Lisa Tuttle : Futurs perdus
(Lost futures, 1992)
roman fantastique
- par ailleurs :
J'étais seul l'autre jour au restaurant thaïlandais, lisant Futurs perdus de Lisa Tuttle. En attendant les calmars au jeune poivre et au basilic, j'affectais de me passionner pour ce roman. Une héroïne bovaryenne, Clare Beckett, embrassait par l'imagination ses futurs, ses passés, imaginait d'autres présents, s'inventait des maris, des amants, des postes de chercheur à l'université, songeait à son frère mort adolescent. Bref, à partir de ses échecs, elle rêvait d'univers parallèles dans une petite ville du Tennessee, Virgil. Or, le goût excessif de sa population pour la tranquillité, la vie familiale, fait que ce phénomène issu de la physique quantique ne se produit jamais dans cet État.
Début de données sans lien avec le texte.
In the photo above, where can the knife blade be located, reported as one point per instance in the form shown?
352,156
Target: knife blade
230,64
Ce trait d'humour me séduisit. Quand, à côté de moi, deux jeunes femmes s'assirent, deux amies d'enfance d'après leur conversation. Pleines d'entrain, elles commandèrent leur repas. Puis leur dialogue reprit. Au fur et à mesure qu'elles mangeaient, leurs souvenirs évoqués ne coïncidaient plus. L'une regrettait que son fiancé de l'époque se fût marié à son amie, tandis que son amie déplorait qu'elle ne l'eût pas choisi. Ils avaient divorcé depuis. Leurs passés se décomposaient au fil des mots, leurs avenirs semblaient incertains.
Agressé dans mon euphorie prandiale, je me replongeai dans le roman. J'y pris bien vite plaisir. Par une grande rigueur de style, une parfaite mise en place du suspense psychologique, Lisa Tuttle sait si bien transcender les états d'âme de son héroïne que son récit acquiert bientôt une tension spéculative. À mi-chemin entre le Fantastique et le roman-roman, elle explore le déjà-vu comme activité ludique. Ce phénomène chimique ou électrique affectant le cerveau, provoque un faux contact entre deux neurones, et dirige la mémoire vers des souvenirs inventés. Contrairement au jamais-vu qui ouvre de nouvelles portes à la destinée.
Ainsi de déjà-vu en jamais-vu, Clare Beckett va se déplacer à la manière du chat de Schrödinger jusqu'à ce que ses désirs se prennent pour de la réalité. Elle va même se rencontrer et se perdre de vue. À travers ce jeu de cache-cache au potentiel du Ça et du Moi, Lisa Tuttle crée une littérature subtile qui ressemblerait à de la Science-Fiction intimiste. Si celle-ci existait.
À côté de moi, les deux amies, déboussolées, se levaient, partaient. Elles avaient perdu l'appétit. Comme quoi, à table, il vaut souvent mieux lire que parler.